Memikirkan cinta, biasanya pikiran kita akan langsung tertuju pada pujaan hati. Pada dia yang namanya sering disebut tatkala rindu datang menyapa kalbu. Kemungkinan lainnya bila masih single, pikiran akan langsung tertuju pada jodoh. Pun bila sudah menikah, suami atau istri yang akan terpikirkan atau juga buah hati.
Apakah itu salah? Tidak. Itu tetap cinta. Namun, perlu dipahami, bahwa cinta adalah kesucian. Sebuah naluri berkasih sayang yang Allah embuskan pada tiap-tiap kalbu manusia untuk merasakan sebuah Kebesaran Allah. Agar manusia hidup damai, memiliki kasih sayang dengan manusia lainnya.

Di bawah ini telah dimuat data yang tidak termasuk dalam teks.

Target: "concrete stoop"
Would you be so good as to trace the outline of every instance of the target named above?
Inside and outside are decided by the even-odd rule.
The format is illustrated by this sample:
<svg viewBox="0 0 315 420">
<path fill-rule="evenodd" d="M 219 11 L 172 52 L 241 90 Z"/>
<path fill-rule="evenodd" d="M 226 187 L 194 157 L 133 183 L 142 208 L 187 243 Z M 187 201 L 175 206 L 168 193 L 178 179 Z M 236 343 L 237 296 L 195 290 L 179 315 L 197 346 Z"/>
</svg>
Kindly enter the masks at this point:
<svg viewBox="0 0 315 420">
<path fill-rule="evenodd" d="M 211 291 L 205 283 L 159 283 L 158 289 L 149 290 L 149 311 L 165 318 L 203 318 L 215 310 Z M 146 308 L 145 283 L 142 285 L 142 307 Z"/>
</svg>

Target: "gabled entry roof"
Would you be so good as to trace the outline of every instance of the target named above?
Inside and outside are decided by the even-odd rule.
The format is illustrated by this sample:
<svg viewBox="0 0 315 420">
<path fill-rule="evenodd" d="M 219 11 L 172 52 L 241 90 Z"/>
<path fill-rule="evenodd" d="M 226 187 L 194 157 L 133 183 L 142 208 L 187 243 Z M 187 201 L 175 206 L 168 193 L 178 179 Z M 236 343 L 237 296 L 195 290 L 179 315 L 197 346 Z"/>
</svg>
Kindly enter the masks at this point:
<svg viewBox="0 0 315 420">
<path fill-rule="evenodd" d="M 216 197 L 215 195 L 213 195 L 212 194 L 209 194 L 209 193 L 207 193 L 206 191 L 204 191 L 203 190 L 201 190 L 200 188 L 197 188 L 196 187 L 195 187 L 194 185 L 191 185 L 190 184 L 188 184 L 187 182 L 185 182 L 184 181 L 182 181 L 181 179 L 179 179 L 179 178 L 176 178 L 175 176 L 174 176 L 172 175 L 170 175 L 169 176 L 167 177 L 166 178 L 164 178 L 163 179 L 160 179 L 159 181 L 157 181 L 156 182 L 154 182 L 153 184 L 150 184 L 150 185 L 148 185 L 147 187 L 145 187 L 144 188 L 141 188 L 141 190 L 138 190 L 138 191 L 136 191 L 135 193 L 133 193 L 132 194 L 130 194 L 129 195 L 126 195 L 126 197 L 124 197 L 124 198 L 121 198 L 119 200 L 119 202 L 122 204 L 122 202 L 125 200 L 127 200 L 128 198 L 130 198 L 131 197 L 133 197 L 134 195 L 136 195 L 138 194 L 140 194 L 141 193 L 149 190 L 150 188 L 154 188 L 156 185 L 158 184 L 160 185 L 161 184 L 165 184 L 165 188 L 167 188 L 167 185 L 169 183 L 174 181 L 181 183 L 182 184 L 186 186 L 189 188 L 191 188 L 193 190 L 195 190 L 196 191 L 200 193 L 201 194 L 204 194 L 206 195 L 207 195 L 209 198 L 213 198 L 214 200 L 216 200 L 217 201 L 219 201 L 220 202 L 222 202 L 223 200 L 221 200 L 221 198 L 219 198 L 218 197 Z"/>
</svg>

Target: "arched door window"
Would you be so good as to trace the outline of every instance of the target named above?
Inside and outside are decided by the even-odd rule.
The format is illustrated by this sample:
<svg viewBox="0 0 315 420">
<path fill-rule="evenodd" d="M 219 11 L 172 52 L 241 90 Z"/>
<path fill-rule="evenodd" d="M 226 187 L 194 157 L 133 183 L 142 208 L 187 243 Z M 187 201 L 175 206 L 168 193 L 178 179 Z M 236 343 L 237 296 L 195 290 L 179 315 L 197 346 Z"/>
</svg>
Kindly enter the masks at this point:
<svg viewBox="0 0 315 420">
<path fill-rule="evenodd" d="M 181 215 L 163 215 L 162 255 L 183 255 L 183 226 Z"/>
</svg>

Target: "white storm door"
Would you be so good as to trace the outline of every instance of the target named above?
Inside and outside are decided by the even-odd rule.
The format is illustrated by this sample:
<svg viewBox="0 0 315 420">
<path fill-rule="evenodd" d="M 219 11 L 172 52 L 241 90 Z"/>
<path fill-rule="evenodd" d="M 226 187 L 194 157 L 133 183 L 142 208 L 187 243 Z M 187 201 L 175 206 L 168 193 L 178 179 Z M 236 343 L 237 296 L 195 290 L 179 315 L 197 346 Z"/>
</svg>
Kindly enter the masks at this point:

“Dan di antara tanda kekuasaan-Nya ialah Dia menciptakan untukmu istri-istrimu dari jenismu sendiri, supaya kamu cenderung dan merasa tenteram kepadanya, dan dijadikan-Nya di antaramu rasa kasih dan sayang. Sesungguhnya pada yang demikian itu benar-benar terdapat tanda-tanda bagi kaum yang berfikir.” (QS. Ar Rum: 21)
Dalam cinta kita lemah, karena posisi jiwa kita salah. Kita mencintai seseorang lalu kita menggantungkan kebahagiaan kita pada sebuah kehidupan bersamanya. Maka ketika ia menolak –atau tak beroleh kesempatan-, untuk hidup bersama kita, itu menjadi sumber kesengsaraan. Kita menderita bukan karena kita mencintai. Dan mungkin bukan karena cinta itu sendiri. Tapi karena kita meletakkan kebahagiaan pada cinta yang diterjemahkan sebagai kebersamaan.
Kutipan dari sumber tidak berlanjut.